Although teams may try to take things one race at a time, Rob Smedley says the pressure of being in an F1 World Championship battle impacts their decision-making abilities.

Having been part of a World Championship battle in the past, F1 Director of Data Systems, Rob Smedley, believes teams can be affected by pressure when it comes to things like car setup and race strategy. Smedley served as Race Engineer to Felipe Massa when the Brazilian battled it out with Lewis Hamilton for the 2008 World Championship. Massa missed out on the title by just one point after Hamilton famously passed Toyota's Timo Glock in the final corners of the season-ending Brazilian Grand Prix. With the fight between Hamilton and Max Verstappen still undecided heading into the final five races of the 2021 season, Smedley says it's difficult for teams not to let pressure affect their thinking given the prize that is at stake. "I think it does," Smedley said on the Beyond the Grid podcast, when asked if pressure can affect a team's judgment. "I think the job of the most senior people in the team is to minimise that effect as much as possible, but I don't think you can ever, even if it's just in your subconscious, you can't get rid of the fact of the size of the prize on the table. "It's not just a race win or something like that, it's a Formula 1 World Championship, probably the most difficult sporting trophy to win on the planet, [and] definitely one of the most hotly contested."

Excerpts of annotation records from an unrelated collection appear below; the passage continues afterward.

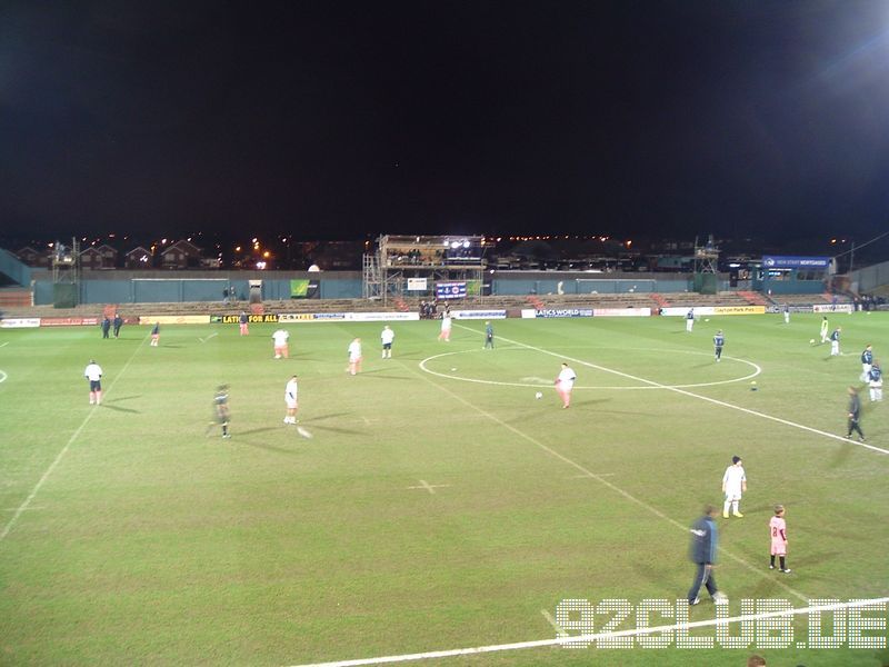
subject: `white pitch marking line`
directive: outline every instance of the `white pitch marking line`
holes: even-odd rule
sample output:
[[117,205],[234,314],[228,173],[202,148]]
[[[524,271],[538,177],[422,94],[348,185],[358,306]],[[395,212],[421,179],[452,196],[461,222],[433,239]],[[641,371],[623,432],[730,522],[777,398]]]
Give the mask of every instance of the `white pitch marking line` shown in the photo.
[[[127,369],[130,367],[130,364],[132,362],[133,359],[136,359],[136,354],[142,348],[146,340],[148,340],[148,336],[146,336],[142,339],[142,342],[139,345],[139,347],[137,347],[133,350],[129,360],[123,366],[123,369],[114,377],[114,380],[108,386],[108,392],[111,392],[118,379],[120,379],[123,376],[123,374],[127,372]],[[30,507],[31,501],[34,499],[34,496],[37,496],[37,492],[40,490],[43,484],[46,484],[47,479],[49,479],[49,476],[52,475],[52,471],[56,469],[56,466],[58,466],[59,462],[62,460],[62,458],[64,458],[64,455],[68,454],[68,450],[71,448],[71,445],[73,445],[74,440],[77,440],[78,436],[89,424],[90,419],[92,419],[92,416],[96,415],[96,410],[99,409],[100,407],[101,406],[98,405],[92,406],[92,408],[90,409],[89,412],[87,412],[87,416],[83,418],[83,421],[80,424],[77,430],[71,435],[70,438],[68,438],[68,442],[64,444],[64,447],[62,447],[61,451],[56,456],[56,458],[49,465],[49,468],[47,468],[46,472],[43,472],[43,475],[37,481],[34,488],[31,489],[31,492],[28,494],[28,497],[24,499],[24,502],[19,505],[19,507],[16,509],[16,512],[12,515],[12,518],[9,519],[9,522],[7,522],[7,525],[3,527],[3,531],[0,532],[0,542],[2,542],[7,538],[9,531],[12,530],[12,527],[16,525],[16,521],[19,520],[19,517],[22,515],[22,512],[24,512],[24,510]]]
[[[511,341],[510,341],[510,342],[511,342]],[[683,526],[682,524],[680,524],[680,522],[679,522],[679,521],[677,521],[676,519],[673,519],[673,518],[671,518],[671,517],[668,517],[666,514],[663,514],[662,511],[660,511],[660,510],[659,510],[657,507],[655,507],[655,506],[652,506],[652,505],[649,505],[649,504],[648,504],[648,502],[646,502],[645,500],[640,500],[639,498],[637,498],[636,496],[633,496],[633,495],[632,495],[632,494],[630,494],[629,491],[625,491],[625,490],[623,490],[622,488],[620,488],[618,485],[616,485],[616,484],[613,484],[613,482],[610,482],[610,481],[608,481],[608,480],[607,480],[605,477],[602,477],[601,475],[597,475],[597,474],[596,474],[596,472],[593,472],[592,470],[589,470],[589,469],[585,468],[583,466],[581,466],[581,465],[580,465],[580,464],[578,464],[577,461],[575,461],[575,460],[571,460],[571,459],[569,459],[567,456],[565,456],[563,454],[561,454],[561,452],[559,452],[559,451],[555,450],[552,447],[549,447],[549,446],[545,445],[543,442],[541,442],[540,440],[538,440],[538,439],[533,438],[532,436],[529,436],[529,435],[528,435],[528,434],[526,434],[525,431],[522,431],[522,430],[519,430],[518,428],[516,428],[516,427],[515,427],[515,426],[512,426],[511,424],[508,424],[508,422],[503,421],[502,419],[500,419],[499,417],[497,417],[497,415],[492,415],[492,414],[490,414],[490,412],[488,412],[488,411],[483,410],[482,408],[480,408],[480,407],[479,407],[479,406],[477,406],[476,404],[472,404],[472,402],[468,401],[467,399],[465,399],[465,398],[463,398],[462,396],[460,396],[459,394],[455,394],[453,391],[451,391],[451,390],[450,390],[450,389],[448,389],[447,387],[444,387],[444,386],[442,386],[442,385],[438,385],[438,384],[433,382],[431,379],[429,379],[429,377],[428,377],[427,375],[423,375],[423,374],[418,374],[418,375],[419,375],[421,378],[424,378],[424,379],[426,379],[426,381],[427,381],[427,382],[429,382],[430,385],[433,385],[434,387],[438,387],[438,388],[439,388],[441,391],[443,391],[444,394],[449,395],[449,396],[450,396],[451,398],[453,398],[455,400],[457,400],[457,401],[459,401],[459,402],[463,404],[465,406],[467,406],[467,407],[469,407],[469,408],[471,408],[471,409],[476,410],[477,412],[479,412],[480,415],[482,415],[482,416],[487,417],[487,418],[488,418],[488,419],[490,419],[491,421],[493,421],[493,422],[496,422],[496,424],[499,424],[500,426],[502,426],[502,427],[503,427],[503,428],[506,428],[507,430],[509,430],[509,431],[512,431],[513,434],[516,434],[516,435],[517,435],[517,436],[519,436],[520,438],[522,438],[522,439],[527,440],[528,442],[530,442],[530,444],[535,445],[536,447],[538,447],[538,448],[542,449],[543,451],[548,452],[550,456],[553,456],[555,458],[559,459],[560,461],[563,461],[565,464],[568,464],[569,466],[571,466],[572,468],[575,468],[575,469],[576,469],[576,470],[578,470],[579,472],[583,472],[585,475],[588,475],[589,477],[591,477],[592,479],[595,479],[595,480],[596,480],[596,481],[598,481],[599,484],[601,484],[601,485],[603,485],[603,486],[608,487],[609,489],[611,489],[611,490],[612,490],[612,491],[615,491],[616,494],[618,494],[618,495],[622,496],[623,498],[626,498],[626,499],[627,499],[627,500],[629,500],[630,502],[633,502],[633,504],[638,505],[639,507],[641,507],[641,508],[646,509],[647,511],[649,511],[649,512],[653,514],[656,517],[658,517],[658,518],[660,518],[660,519],[663,519],[665,521],[669,521],[669,522],[670,522],[672,526],[675,526],[676,528],[679,528],[679,529],[680,529],[682,532],[688,532],[688,526]],[[683,394],[687,394],[687,392],[686,392],[686,391],[683,391]],[[750,563],[748,563],[747,560],[745,560],[745,559],[743,559],[743,558],[741,558],[740,556],[736,556],[735,554],[732,554],[731,551],[729,551],[729,550],[728,550],[728,549],[726,549],[725,547],[720,547],[720,548],[719,548],[719,551],[720,551],[721,554],[725,554],[726,556],[728,556],[728,557],[729,557],[731,560],[733,560],[735,563],[737,563],[737,564],[739,564],[739,565],[742,565],[743,567],[746,567],[747,569],[749,569],[749,570],[750,570],[750,571],[752,571],[752,573],[756,573],[756,574],[757,574],[757,575],[759,575],[760,577],[765,576],[765,575],[763,575],[763,573],[762,573],[762,568],[761,568],[761,567],[756,567],[756,566],[751,565]],[[783,581],[781,581],[780,579],[776,579],[775,577],[770,577],[770,579],[771,579],[772,581],[775,581],[775,584],[776,584],[777,586],[779,586],[779,587],[783,588],[783,589],[785,589],[785,590],[787,590],[789,594],[791,594],[793,597],[796,597],[796,598],[798,598],[798,599],[801,599],[801,600],[808,600],[808,598],[807,598],[805,595],[802,595],[802,594],[801,594],[799,590],[797,590],[796,588],[792,588],[792,587],[788,586],[787,584],[785,584],[785,583],[783,583]]]
[[[460,325],[458,325],[460,326]],[[468,327],[463,327],[467,329]],[[475,330],[475,329],[470,329]],[[842,436],[838,436],[836,434],[829,434],[827,431],[819,430],[817,428],[812,428],[811,426],[806,426],[803,424],[797,424],[796,421],[790,421],[789,419],[781,419],[780,417],[772,417],[771,415],[767,415],[766,412],[758,412],[757,410],[751,410],[750,408],[743,408],[741,406],[736,406],[730,402],[726,402],[723,400],[718,400],[716,398],[710,398],[709,396],[701,396],[700,394],[695,394],[692,391],[686,391],[685,389],[680,389],[679,387],[671,387],[669,385],[661,385],[660,382],[656,382],[655,380],[648,380],[646,378],[640,378],[635,375],[630,375],[628,372],[622,372],[620,370],[615,370],[613,368],[607,368],[605,366],[598,366],[597,364],[590,364],[589,361],[583,361],[582,359],[575,359],[573,357],[566,357],[563,355],[558,355],[556,352],[551,352],[549,350],[545,350],[543,348],[535,347],[532,345],[526,345],[523,342],[518,342],[516,340],[509,340],[508,338],[503,338],[508,342],[512,342],[515,345],[523,346],[529,350],[535,350],[537,352],[541,352],[543,355],[549,355],[550,357],[556,357],[558,359],[568,359],[569,361],[575,361],[576,364],[580,364],[582,366],[587,366],[588,368],[595,368],[596,370],[601,370],[603,372],[610,372],[616,376],[620,376],[622,378],[628,378],[630,380],[635,380],[637,382],[645,382],[646,385],[650,385],[651,387],[657,387],[659,389],[667,389],[668,391],[675,391],[676,394],[681,394],[682,396],[689,396],[691,398],[698,398],[700,400],[706,400],[707,402],[711,402],[717,406],[721,406],[723,408],[731,408],[732,410],[738,410],[739,412],[745,412],[747,415],[753,415],[755,417],[762,417],[763,419],[769,419],[771,421],[777,421],[778,424],[783,424],[785,426],[792,426],[795,428],[799,428],[812,434],[818,434],[819,436],[825,436],[826,438],[832,438],[833,440],[839,440],[840,442],[848,442],[849,445],[856,445],[857,447],[863,447],[865,449],[870,449],[872,451],[879,451],[880,454],[889,454],[889,449],[883,449],[882,447],[876,447],[873,445],[868,445],[867,442],[855,442],[849,438],[843,438]]]
[[[466,327],[463,327],[463,328],[466,328]],[[517,350],[517,349],[522,349],[521,346],[522,346],[522,344],[518,344],[518,347],[500,348],[500,349]],[[535,348],[535,347],[531,347],[531,346],[525,346],[523,349],[537,350],[538,348]],[[452,376],[452,375],[448,375],[446,372],[438,372],[436,370],[431,370],[431,369],[426,367],[426,362],[427,361],[431,361],[432,359],[439,359],[441,357],[449,357],[451,355],[465,355],[467,352],[475,352],[475,351],[478,351],[478,350],[456,350],[456,351],[452,351],[452,352],[441,352],[440,355],[432,355],[431,357],[427,357],[426,359],[420,361],[420,368],[422,368],[429,375],[438,376],[440,378],[448,378],[448,379],[451,379],[451,380],[460,380],[461,382],[476,382],[477,385],[496,385],[498,387],[532,387],[532,388],[551,387],[552,386],[552,381],[551,380],[546,380],[542,384],[538,384],[538,382],[525,381],[528,378],[521,378],[521,380],[522,380],[521,382],[500,382],[500,381],[497,381],[497,380],[480,380],[478,378],[465,378],[465,377],[460,377],[460,376]],[[572,359],[571,357],[565,357],[565,356],[561,356],[561,355],[556,355],[553,352],[548,352],[547,350],[540,350],[540,351],[542,351],[542,352],[545,352],[547,355],[552,355],[553,357],[560,357],[562,359]],[[695,351],[695,350],[666,350],[666,351],[668,351],[670,354],[700,355],[700,356],[703,356],[703,357],[712,356],[712,352],[698,352],[698,351]],[[738,359],[737,357],[728,357],[726,355],[722,355],[722,358],[723,359],[729,359],[731,361],[738,361],[739,364],[747,364],[748,366],[752,366],[753,367],[753,372],[751,372],[750,375],[746,375],[746,376],[739,377],[739,378],[731,378],[731,379],[728,379],[728,380],[716,380],[716,381],[712,381],[712,382],[695,382],[692,385],[659,385],[658,382],[653,382],[651,380],[646,380],[643,378],[636,378],[633,376],[627,376],[627,377],[632,378],[632,379],[635,379],[637,381],[647,382],[647,385],[643,386],[643,387],[639,387],[638,385],[629,386],[629,387],[626,387],[626,386],[613,387],[613,386],[603,386],[603,385],[593,385],[593,386],[575,385],[575,389],[609,389],[609,390],[617,390],[617,391],[641,391],[641,390],[650,390],[650,389],[695,389],[695,388],[698,388],[698,387],[718,387],[720,385],[733,385],[736,382],[743,382],[745,380],[749,380],[749,379],[755,378],[755,377],[757,377],[757,376],[762,374],[762,369],[759,366],[757,366],[752,361],[748,361],[747,359]],[[572,360],[573,361],[578,361],[578,364],[586,364],[587,366],[590,366],[586,361],[580,361],[580,360],[577,360],[577,359],[572,359]],[[599,367],[598,366],[592,366],[592,368],[599,368]],[[457,369],[455,368],[455,369],[451,369],[451,370],[457,370]],[[610,369],[607,369],[607,368],[602,368],[602,370],[607,370],[609,372],[615,372],[615,374],[620,375],[619,371],[610,370]]]
[[[452,658],[456,656],[471,656],[487,653],[519,650],[523,648],[542,648],[547,646],[562,646],[565,644],[593,644],[600,639],[612,637],[635,637],[638,635],[656,635],[691,628],[703,628],[709,626],[728,626],[732,623],[743,623],[760,620],[766,618],[783,618],[785,616],[800,616],[810,613],[836,611],[838,609],[853,609],[860,607],[879,607],[886,605],[889,597],[873,598],[869,600],[855,600],[851,603],[839,603],[835,605],[811,605],[808,607],[797,607],[792,609],[781,609],[779,611],[762,611],[759,614],[748,614],[746,616],[730,616],[728,618],[712,618],[708,620],[693,620],[691,623],[677,623],[673,625],[652,626],[647,628],[635,628],[630,630],[618,630],[615,633],[597,633],[595,635],[576,635],[573,637],[556,637],[555,639],[537,639],[532,641],[513,641],[512,644],[493,644],[490,646],[476,646],[472,648],[452,648],[449,650],[430,650],[419,654],[403,654],[400,656],[382,656],[379,658],[357,658],[352,660],[334,660],[332,663],[311,663],[297,665],[294,667],[358,667],[359,665],[384,665],[392,663],[408,663],[413,660],[428,660],[431,658]],[[871,608],[872,608],[871,607]],[[882,609],[880,609],[882,610]]]
[[555,618],[552,618],[552,614],[546,609],[541,609],[540,614],[547,619],[547,623],[552,626],[552,629],[556,630],[557,637],[568,637],[568,633],[566,633],[565,628],[560,626]]
[[426,489],[427,491],[429,491],[430,496],[434,496],[436,495],[436,489],[443,489],[443,488],[447,488],[449,486],[451,486],[451,485],[449,485],[449,484],[429,484],[424,479],[421,479],[420,480],[420,486],[413,486],[413,487],[408,487],[408,488],[409,489]]

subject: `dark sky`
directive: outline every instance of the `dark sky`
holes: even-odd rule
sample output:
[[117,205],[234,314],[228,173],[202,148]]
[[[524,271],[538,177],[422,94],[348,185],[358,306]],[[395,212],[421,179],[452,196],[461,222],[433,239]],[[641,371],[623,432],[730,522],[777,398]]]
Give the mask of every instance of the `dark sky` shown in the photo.
[[889,228],[881,0],[0,3],[4,233]]

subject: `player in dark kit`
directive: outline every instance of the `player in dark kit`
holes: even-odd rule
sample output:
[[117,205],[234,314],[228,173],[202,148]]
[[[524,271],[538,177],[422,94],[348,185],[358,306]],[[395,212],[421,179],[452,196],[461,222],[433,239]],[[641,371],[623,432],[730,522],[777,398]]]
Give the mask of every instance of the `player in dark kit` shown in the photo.
[[230,438],[231,435],[229,434],[229,386],[228,385],[220,385],[219,388],[216,390],[216,395],[213,396],[213,417],[214,421],[210,422],[210,426],[207,428],[207,435],[210,435],[210,430],[213,428],[214,424],[219,424],[222,427],[222,437]]
[[722,346],[726,345],[726,337],[722,336],[722,329],[716,332],[713,336],[713,357],[716,358],[717,364],[722,360]]
[[858,398],[858,390],[855,387],[849,387],[849,408],[847,410],[849,424],[846,429],[846,437],[851,438],[852,431],[858,432],[858,439],[865,441],[865,434],[861,432],[861,427],[858,426],[858,417],[861,412],[861,401]]

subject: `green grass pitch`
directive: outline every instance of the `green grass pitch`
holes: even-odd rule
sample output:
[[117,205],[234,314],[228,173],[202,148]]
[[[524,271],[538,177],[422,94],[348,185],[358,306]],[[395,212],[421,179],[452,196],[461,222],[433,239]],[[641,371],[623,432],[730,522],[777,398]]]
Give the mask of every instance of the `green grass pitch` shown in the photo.
[[[889,457],[832,436],[865,345],[889,361],[889,313],[830,316],[843,328],[833,358],[809,342],[820,319],[713,317],[692,334],[681,318],[499,320],[495,350],[481,321],[458,320],[449,344],[437,322],[394,322],[391,360],[381,322],[286,326],[287,360],[272,358],[276,325],[249,337],[167,326],[158,348],[148,327],[119,340],[0,330],[0,665],[298,665],[553,638],[542,611],[565,598],[685,597],[687,527],[705,502],[721,507],[736,454],[746,517],[718,518],[717,569],[732,615],[743,598],[886,596]],[[356,336],[364,365],[350,377]],[[106,374],[98,408],[91,358]],[[578,375],[568,410],[552,389],[563,359]],[[294,372],[310,439],[282,424]],[[228,440],[206,435],[223,382]],[[862,405],[867,444],[889,450],[889,406],[867,392]],[[768,569],[776,502],[787,576]],[[690,610],[713,614],[707,596]],[[807,619],[793,627],[805,640]],[[889,664],[886,649],[638,643],[421,664],[745,665],[751,653]]]

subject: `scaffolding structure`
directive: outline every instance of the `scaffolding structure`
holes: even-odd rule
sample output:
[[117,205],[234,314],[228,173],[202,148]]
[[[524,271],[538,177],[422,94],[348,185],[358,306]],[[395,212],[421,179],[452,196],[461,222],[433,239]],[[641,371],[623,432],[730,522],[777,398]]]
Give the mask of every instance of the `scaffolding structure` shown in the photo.
[[[438,282],[477,285],[479,292],[487,265],[485,237],[480,236],[391,236],[377,239],[373,252],[363,257],[363,296],[379,299],[434,298]],[[426,279],[426,289],[408,289]]]
[[707,238],[703,246],[695,238],[695,291],[702,295],[715,295],[719,288],[719,248],[713,242],[713,235]]
[[80,301],[80,240],[57,241],[52,252],[52,295],[56,308],[73,308]]

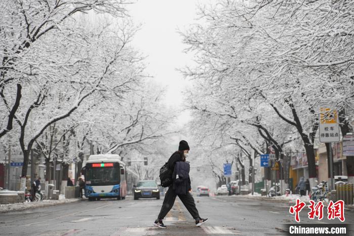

"You simply can't help it"

Smedley added that while teams may try to focus on one race at time, they simply can't help but let what's at stake affect their thinking. "It's the old adage, you [have] just got to take one race at a time, you shouldn't be looking beyond that particular event that you're in, but you can't help it, you just simply cannot help it," Smedley added. "And as those races get less and less, you get down to three races to go, the penultimate race, the final race, that is so difficult not to let that be part of your thinking. "So I think that it does affect decisions. You do sometimes make a different decision when you're in a World Championship dogfight than you would if it was just that particular weekend that you're gambling on. "As I said, it's the job of the senior management to minimise that as much as possible."